Foreign banks have also emerged as major buyers in this market, as the entities are looking to meet their priority sector lending targets.
According to revised guidelines, priority sector lending targets for foreign banks have been increased to 34 per cent from the earlier 32 per cent. Thus, products based on micro finance loans, loans to small commercial vehicle operators and tractor loans, part of priority sector lending, are increasingly in demand.
"The revision in priority sector lending targets for foreign banks is likely to drive demand over the coming years," says Dipanshu Rustagi, analyst at Moody's Investors Service.
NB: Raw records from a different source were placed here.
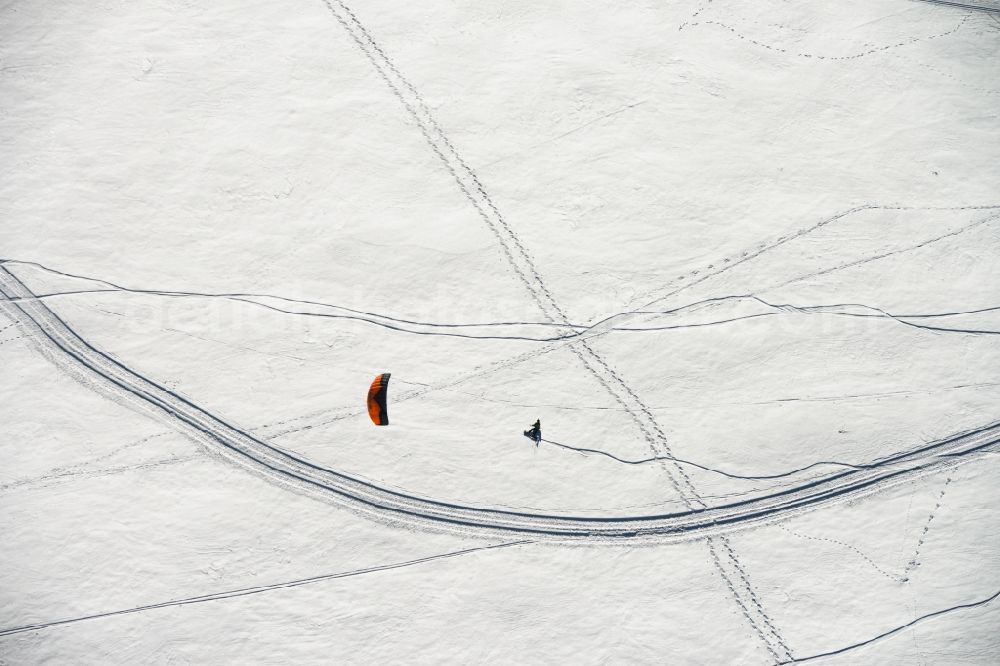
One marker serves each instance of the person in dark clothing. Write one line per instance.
(535, 434)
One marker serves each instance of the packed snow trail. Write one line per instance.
(101, 371)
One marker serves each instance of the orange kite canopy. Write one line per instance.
(376, 400)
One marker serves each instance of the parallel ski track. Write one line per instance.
(105, 372)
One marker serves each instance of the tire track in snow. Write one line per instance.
(896, 630)
(523, 266)
(247, 591)
(102, 372)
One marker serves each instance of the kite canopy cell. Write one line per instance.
(376, 400)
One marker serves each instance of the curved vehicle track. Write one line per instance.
(103, 371)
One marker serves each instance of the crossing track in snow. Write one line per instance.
(102, 371)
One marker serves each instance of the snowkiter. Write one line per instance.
(535, 434)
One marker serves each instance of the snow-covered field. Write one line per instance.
(730, 253)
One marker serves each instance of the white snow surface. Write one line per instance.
(776, 223)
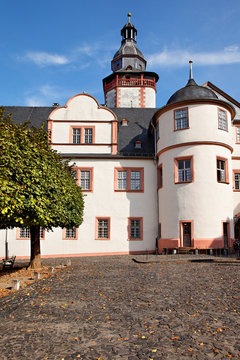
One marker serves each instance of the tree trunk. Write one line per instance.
(35, 261)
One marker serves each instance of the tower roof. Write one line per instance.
(191, 91)
(128, 52)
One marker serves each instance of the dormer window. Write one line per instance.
(138, 144)
(124, 122)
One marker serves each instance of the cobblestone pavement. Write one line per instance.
(171, 307)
Experts say major players in the micro finance space are SKS and Janalakshmi; in asset-backed securities, Sri Ram Transport and Cholamandalam. In mortgages, Dewan Housing Finance Corporation.
This increase in demand from banks, public sector and foreign, is relatively new. During the mid-2,000s, mutual funds drove up demand. This time, "They have stayed out on account of their concerns with taxation norms," says Sitaraman.
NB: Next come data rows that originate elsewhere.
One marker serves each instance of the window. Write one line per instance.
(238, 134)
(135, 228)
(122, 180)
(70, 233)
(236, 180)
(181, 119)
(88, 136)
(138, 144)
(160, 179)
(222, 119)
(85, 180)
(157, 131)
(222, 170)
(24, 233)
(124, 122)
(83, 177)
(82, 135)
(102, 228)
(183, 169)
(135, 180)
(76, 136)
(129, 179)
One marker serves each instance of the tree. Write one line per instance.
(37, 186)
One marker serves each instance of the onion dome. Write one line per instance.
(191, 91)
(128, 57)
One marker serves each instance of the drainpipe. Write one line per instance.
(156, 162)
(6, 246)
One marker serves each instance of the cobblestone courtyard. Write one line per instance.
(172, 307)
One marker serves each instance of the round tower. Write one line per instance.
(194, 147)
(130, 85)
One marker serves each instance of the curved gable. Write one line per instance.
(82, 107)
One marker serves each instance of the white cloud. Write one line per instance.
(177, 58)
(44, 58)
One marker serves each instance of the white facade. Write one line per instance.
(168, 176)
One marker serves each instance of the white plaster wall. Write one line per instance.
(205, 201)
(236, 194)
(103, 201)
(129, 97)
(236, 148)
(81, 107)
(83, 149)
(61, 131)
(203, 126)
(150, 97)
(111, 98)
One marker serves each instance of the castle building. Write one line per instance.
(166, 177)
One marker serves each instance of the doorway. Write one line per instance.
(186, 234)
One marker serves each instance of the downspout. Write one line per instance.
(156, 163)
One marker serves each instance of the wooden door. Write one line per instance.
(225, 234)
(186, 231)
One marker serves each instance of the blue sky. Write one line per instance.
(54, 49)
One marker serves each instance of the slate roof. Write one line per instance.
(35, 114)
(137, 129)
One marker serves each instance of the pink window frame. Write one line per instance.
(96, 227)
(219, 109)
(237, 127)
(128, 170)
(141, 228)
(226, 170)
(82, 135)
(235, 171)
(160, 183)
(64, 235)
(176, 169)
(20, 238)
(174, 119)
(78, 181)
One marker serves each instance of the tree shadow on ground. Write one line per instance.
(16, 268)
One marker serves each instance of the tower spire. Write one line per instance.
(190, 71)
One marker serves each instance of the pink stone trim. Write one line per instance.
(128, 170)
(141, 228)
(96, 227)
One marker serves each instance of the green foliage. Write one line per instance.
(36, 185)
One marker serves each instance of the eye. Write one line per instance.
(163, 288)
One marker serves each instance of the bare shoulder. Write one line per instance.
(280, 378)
While the recent Budget did clarify some issues relating to taxation, experts say unless the issue of past notices is resolved - the matter is awaiting court judgement - demand from mutual funds is unlikely to firm up.
A troubling aspect of the recent surge is the sharp increase in lower-rated papers. According to ICRA, the share of non-AAA-rated pass through certificates increased from 50 per cent earlier to 60 per cent in 2015-16. Most BBB-rated transactions were in the MFI space, whose share has risen to 36 per cent in 2015-16 from 22 per cent in 2013-14. This increase could explain why the loan portfolio of MFIs grew 84 per cent to Rs 53,233 crore at the end of March, as was reported by some newspapers.
Lower-rated securities offer higher yields to compensate for the greater probability of default. Nevertheless, it is surprising to see the surge in demand in the current environment. Perhaps the combination of the desire to expand loan portfolios, lower expected default rates in retail loans and the appeal of higher yields is driving up demand among banks. On the flip side, the higher risk of default has been transferred to banks.